Land use conflicts necessitate integrated policy

News Published 29 Mar 2011 Last modified 21 Jun 2016
2 min read
Demand for land in Europe is high. Food and biomass production, housing, infrastructure and recreation all compete for space, with impacts on our climate, biodiversity and ecosystem services. In a recent assessment, the European Environment Agency (EEA) analyses land use change in Europe, concluding that we need an integrated policy approach based on reliable data to balance sectoral demands and manage land sustainably.

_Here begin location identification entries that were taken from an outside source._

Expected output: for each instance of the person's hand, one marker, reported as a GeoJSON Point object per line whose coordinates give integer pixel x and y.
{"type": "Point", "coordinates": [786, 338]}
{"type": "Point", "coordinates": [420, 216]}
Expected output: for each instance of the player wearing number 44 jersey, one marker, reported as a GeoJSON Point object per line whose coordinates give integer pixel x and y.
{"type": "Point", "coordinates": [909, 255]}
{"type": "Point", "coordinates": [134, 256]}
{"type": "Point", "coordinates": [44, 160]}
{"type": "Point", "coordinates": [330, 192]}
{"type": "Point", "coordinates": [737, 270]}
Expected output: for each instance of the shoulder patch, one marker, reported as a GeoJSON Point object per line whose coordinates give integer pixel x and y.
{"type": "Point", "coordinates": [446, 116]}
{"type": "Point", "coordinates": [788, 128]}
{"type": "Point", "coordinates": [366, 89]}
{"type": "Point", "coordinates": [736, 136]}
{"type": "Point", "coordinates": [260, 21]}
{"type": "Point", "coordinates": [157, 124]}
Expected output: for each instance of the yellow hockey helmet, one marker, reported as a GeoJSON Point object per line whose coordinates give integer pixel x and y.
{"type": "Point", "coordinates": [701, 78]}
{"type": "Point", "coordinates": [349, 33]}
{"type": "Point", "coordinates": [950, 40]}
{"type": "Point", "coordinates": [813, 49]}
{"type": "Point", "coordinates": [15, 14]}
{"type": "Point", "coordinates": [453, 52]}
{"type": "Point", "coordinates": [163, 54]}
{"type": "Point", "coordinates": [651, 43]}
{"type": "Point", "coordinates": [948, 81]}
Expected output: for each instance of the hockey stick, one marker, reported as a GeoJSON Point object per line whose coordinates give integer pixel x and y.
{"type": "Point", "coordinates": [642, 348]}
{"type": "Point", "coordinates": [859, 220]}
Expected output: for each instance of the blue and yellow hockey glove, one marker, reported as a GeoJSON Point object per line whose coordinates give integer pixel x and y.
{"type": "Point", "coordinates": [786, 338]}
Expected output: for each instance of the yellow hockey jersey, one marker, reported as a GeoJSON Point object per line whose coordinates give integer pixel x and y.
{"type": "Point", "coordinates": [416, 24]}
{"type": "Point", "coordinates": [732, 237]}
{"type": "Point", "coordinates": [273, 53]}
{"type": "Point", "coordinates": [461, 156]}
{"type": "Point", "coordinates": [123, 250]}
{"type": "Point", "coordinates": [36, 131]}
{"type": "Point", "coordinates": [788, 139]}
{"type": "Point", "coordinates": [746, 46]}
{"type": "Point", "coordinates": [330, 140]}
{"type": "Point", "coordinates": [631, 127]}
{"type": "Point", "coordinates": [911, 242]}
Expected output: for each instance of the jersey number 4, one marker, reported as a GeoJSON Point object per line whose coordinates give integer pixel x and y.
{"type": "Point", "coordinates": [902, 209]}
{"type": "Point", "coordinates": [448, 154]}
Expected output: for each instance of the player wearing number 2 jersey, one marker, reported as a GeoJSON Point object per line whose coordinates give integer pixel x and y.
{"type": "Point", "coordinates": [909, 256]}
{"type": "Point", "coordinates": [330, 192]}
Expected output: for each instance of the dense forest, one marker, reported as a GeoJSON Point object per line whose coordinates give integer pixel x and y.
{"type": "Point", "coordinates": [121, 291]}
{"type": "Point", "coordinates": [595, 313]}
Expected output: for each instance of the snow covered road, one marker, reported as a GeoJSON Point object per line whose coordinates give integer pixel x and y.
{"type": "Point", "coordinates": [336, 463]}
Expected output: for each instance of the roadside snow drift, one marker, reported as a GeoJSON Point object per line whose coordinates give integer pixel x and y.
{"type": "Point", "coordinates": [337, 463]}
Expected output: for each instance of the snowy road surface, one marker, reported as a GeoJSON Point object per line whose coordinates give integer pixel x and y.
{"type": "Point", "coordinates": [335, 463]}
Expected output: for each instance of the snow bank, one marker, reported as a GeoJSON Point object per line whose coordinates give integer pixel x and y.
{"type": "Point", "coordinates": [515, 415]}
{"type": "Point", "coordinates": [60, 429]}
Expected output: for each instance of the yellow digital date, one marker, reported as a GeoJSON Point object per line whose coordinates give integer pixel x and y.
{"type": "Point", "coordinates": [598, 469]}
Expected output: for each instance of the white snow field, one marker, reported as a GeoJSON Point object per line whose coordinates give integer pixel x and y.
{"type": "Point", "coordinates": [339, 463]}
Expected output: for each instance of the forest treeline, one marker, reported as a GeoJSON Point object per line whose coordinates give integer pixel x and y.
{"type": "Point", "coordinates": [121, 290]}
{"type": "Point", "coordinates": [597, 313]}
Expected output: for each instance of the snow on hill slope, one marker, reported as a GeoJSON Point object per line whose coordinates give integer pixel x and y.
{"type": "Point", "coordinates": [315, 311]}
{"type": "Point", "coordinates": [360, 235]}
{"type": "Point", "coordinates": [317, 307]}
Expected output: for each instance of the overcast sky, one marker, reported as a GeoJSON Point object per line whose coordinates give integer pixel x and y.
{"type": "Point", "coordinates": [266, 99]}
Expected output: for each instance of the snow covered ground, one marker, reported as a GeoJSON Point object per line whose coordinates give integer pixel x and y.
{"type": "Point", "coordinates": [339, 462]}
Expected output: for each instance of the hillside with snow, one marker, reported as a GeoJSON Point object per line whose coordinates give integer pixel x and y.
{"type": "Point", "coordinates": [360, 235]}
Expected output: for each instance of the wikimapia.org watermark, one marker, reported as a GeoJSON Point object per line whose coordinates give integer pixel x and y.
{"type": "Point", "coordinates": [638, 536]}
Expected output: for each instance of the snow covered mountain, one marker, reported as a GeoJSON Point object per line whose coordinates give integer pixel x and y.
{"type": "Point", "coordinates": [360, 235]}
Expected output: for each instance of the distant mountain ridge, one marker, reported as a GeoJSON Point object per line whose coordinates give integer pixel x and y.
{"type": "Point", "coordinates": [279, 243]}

The land use assessment published as a part of the EEA's flagship report The European environment – state and outlook 2010 (SOER 2010) covers 36 European countries and a total area of 5.42 million km2

It shows that the spread of urban areas and transport infrastructure has been accelerating. Artificial land cover increased by 3.4 % in Europe in the period 2000–2006, by far the largest proportional increase in all land use categories. 

Contrastingly, farmland is decreasing in terms of area but is often managed more intensively, partly due to growing demand for bio-energy crops. Wetlands and biodiversity-rich natural and semi-natural areas also continue to decline, although at a slower rate than observed in the period 1990–2000.

Land use changes in Europe have significant environmental implications, including polluting soil and water, and releasing carbon dioxide and other greenhouse gases. Landscape fragmentation and habitat destruction exert strong pressures on biodiversity.

Decisions about land use involve trade-offs between diverse sectoral interests, including industry, transport, mining, agriculture and forestry. Managing these trade-offs in a way that maximises society’s wellbeing — both today and in the years ahead — requires an integrated policy approach incorporating environmental considerations.

Of course, designing and implementing an integrated policy approach is impossible without accurate information, including accessible data on land cover and analysis of land use changes. The EEA provides a range of tools for this purpose.

New and updated tools for land use analysis

  • Corine Land Cover 2006 is a family of products based on satellite imagery. Launched in 2010, this land cover inventory includes 44 different land cover classes and presents changes between the years 2000 and 2006.
  • On 29 March 2011, the EEA published 36 land cover country analyses based on CLC 2006 data. Each of the country reports provides graphs and maps that characterise land cover changes concisely.
  • The expansion of residential areas and construction sites is the main reason for the increase in urban land coverage in Europe. A new land take assessment published in February 2011 shows that the annual land take in 36 European countries was 111 788 ha/year in the period 2000–2006.
  • The Urban Atlas provides comparable land use and land cover data for more than 300 major cities in Europe. The city data are also displayed as maps in a viewer, which will be improved gradually to include all major EU cities by the end of 2011.
  • The main purpose of land cover accounts is to understand changes over time. The land accounts data viewer 2000–2006 allows users to display and download land cover statistics derived from the land accounts methodology.